Bild: Noch nie so nah dran an der Abschaffung von Hartz IV – die SPD
Berlin taz | „Zukunft in Arbeit“ steht doppelsinnig auf der Stellwand im
Willy-Brandt-Haus. Davor sagt eine relativ entspannte SPD-Chefin Andrea
Nahles, dass sich alles um „sozialen Zusammenhalt“ dreht. Entspannt ist
Nahles wohl, weil die SPD auf einer Klausur das 17-seitige Konzept
„Sozialstaat 2025“ beschlossen hat, das die nie vernarbte Wunde Agenda 2010
schließen soll. [1][Hartz IV soll künftig Bürgergeld heißen. Sanktionen
sollen fallen]. Das normale Arbeitslosengeld soll länger gezahlt werden.
[2][Eigentlich hat Nahles zu dem Papier schon am Sonntag alles gesagt.]
Aber die SPD ist ja nicht gesegnet mit erfreulichen Ereignissen. Also
lieber doppelt.
Bisher scheiterten alle Versuche der SPD, die Agenda 2010 zu bewältigen.
Martin Schulz entschuldigte sich erst halb für die Agenda, dann ließ er
Gerhard Schröder auf dem Parteitag reden. Die SPD war in sich gespalten.

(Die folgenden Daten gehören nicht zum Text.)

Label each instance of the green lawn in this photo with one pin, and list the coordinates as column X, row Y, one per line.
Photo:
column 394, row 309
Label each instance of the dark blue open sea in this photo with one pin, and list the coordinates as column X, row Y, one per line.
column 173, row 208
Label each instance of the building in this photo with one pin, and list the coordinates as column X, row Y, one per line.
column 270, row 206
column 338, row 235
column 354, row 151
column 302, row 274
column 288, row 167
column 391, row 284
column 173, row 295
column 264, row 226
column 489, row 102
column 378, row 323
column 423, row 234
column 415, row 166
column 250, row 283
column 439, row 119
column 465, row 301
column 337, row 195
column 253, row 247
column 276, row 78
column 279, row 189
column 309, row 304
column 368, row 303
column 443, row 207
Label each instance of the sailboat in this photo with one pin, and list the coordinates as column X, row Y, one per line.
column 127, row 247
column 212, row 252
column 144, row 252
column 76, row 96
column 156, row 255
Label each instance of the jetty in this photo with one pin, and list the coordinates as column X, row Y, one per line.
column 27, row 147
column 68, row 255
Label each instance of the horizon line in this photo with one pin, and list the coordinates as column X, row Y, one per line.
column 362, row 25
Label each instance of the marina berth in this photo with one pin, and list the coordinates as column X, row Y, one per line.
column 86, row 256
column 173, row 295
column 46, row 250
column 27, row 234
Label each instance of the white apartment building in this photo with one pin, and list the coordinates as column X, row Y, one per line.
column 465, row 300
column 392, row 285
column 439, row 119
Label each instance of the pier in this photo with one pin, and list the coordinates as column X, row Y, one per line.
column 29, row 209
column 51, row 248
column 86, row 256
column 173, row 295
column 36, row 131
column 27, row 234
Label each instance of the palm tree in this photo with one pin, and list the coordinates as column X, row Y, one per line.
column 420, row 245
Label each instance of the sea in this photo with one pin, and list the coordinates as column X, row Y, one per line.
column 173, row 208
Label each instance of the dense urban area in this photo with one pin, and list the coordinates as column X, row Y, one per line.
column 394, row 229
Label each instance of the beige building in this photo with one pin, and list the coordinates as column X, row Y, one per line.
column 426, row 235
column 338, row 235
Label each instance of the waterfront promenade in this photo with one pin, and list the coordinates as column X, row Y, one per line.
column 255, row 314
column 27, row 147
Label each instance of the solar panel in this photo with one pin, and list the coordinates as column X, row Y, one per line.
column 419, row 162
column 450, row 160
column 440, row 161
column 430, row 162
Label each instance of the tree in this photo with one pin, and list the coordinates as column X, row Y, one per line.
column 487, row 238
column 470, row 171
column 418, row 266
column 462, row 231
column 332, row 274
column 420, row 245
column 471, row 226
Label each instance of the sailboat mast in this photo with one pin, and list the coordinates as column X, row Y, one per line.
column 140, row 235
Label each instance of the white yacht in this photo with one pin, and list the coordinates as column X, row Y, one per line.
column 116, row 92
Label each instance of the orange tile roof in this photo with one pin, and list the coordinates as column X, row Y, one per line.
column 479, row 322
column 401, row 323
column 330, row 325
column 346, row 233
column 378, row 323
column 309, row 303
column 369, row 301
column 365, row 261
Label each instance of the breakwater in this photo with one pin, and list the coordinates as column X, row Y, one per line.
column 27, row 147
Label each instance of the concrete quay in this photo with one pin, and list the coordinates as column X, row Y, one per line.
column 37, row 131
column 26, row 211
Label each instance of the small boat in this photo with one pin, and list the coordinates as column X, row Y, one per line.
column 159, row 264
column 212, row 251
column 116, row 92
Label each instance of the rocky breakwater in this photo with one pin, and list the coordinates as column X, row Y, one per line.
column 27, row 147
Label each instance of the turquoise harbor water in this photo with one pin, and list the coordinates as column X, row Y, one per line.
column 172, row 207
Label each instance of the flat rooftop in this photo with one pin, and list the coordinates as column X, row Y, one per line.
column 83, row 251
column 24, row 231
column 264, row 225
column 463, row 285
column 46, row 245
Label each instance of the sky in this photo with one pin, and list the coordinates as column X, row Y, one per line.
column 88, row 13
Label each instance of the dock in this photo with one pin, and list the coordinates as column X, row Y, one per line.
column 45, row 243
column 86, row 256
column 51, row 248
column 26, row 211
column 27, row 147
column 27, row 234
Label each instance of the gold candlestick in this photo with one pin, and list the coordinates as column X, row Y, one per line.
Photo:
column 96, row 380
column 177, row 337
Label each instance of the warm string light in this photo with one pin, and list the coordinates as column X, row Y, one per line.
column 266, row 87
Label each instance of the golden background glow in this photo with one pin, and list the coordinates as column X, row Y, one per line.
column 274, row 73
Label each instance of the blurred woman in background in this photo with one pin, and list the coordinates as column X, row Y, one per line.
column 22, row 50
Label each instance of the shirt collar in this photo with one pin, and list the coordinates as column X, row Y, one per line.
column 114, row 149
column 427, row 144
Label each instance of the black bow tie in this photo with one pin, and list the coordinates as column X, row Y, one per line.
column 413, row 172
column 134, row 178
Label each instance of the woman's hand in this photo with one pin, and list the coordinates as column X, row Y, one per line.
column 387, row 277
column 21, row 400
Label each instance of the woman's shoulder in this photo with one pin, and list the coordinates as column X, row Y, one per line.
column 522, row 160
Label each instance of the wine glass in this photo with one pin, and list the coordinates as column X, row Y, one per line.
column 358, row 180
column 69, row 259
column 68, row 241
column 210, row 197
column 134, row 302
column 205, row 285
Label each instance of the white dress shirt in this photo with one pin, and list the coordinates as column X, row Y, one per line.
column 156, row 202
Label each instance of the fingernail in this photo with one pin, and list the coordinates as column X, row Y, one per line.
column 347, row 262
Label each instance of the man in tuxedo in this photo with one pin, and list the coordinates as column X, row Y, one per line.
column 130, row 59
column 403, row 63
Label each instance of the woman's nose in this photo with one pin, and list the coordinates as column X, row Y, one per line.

„Hartz IV hängt uns wie ein Mühlstein um den Hals“, sagt die Parteilinke
Hilde Mattheis. Zehntausende kehrten der Partei seit 2003 verbittert den
Rücken, Millionen WählerInnen haben sich abgewandt. Schröders Reformen von
2003 haben das Selbstverständnis der SPD, Partei der kleinen Leute zu sein,
nachhaltig ruiniert.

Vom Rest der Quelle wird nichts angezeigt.